Di fatto sono quattro mostre.

 

Infatti Goldin comincia a raccontarci i primordi, ossia partendo da Tiziano Rubens e Rembrandt, prestati da Edimburgo.

Tre capolavori: la Venere di Tiziano, splendida ragazza emergente dal mare; il Banchetto di Erode, melodramma barocco di Rubens; Una donna nel letto, immagine del realismo di Rembradt. Tre donne, tre stili, tutto con una pennellata densa, fluente. Gli Impressionisti l’hanno imparata bene, nessuno escluso.

Sono le premesse per arrivare a metà Ottocento appunto alla grande  stagione della pittura en plein air.

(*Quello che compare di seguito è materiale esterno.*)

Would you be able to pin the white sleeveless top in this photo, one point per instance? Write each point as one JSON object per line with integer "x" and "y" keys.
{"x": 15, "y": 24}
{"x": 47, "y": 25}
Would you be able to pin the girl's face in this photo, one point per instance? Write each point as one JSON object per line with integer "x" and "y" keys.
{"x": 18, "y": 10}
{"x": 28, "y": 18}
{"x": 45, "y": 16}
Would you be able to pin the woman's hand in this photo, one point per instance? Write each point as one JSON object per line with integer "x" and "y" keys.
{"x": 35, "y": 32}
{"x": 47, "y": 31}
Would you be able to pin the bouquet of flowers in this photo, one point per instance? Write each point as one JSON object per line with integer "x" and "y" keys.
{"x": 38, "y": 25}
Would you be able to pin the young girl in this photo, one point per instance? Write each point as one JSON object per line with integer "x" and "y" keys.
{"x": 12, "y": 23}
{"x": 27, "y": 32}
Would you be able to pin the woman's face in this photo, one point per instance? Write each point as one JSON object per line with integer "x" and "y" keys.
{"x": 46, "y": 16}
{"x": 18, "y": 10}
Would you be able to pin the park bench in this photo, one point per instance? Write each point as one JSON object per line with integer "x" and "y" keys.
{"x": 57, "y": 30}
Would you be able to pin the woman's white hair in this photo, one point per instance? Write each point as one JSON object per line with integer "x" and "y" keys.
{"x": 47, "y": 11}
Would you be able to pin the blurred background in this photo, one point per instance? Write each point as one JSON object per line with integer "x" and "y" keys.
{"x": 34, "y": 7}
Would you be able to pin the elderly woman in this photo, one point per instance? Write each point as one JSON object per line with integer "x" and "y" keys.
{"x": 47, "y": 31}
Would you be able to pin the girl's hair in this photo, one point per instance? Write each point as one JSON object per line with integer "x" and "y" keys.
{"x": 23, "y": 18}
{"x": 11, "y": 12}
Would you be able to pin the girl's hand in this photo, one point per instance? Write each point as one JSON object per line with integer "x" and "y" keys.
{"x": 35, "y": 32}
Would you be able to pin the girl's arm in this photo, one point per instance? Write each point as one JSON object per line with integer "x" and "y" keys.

140 opere tra tele foto disegni.

 

Bisogna prendere il treno e venire a Treviso per entrare nella magia di un mondo irripetibile, molto noto ma poco conosciuto. Qui c’è la storia, raccontata in diverse sezioni, ed è continuare il viaggio iniziato nel Trecento con Tommaso da Modena. Oraci si allarga all’Europa, ed oltre, fino a noi, oggi.

 

Ecco la scoperta della natura, quando al Salon parigino vibrava l’arte accademica rivolta al passato. Con Gustave Courbet si entra nel quotidiano delle “Figure sotto il cielo”. Millet  ritrae  le Boscaiole e il Seminatore, Courbet un picnic di ragazze tra i  campi: colori terrosi il primo, primavera nel secondo. Ma tocca a Manet entrare nel paesaggio, trarre sulla tela i colpi del vento nel Volo delle rondini e poi raggiungere  Monet nell’incanto della sua  casa ad Argenteuil : qui ride la primavera più bella nella pittura del secolo.

 

L’arte europea è ormai segnata dalla poesia della natura.  Non è un idillio, ma i l canto alla vita che tutto muove e nella quale noi uomini siamo inseriti, ma non protagonisti. Ci si stupisce della natura e dei suoi fenomeni- come succedeva nel ‘500 a Giorgione – e van Gogh lo dice con i suoi Cipressi a tinte carnose, tanto che quasi escono dalla tela.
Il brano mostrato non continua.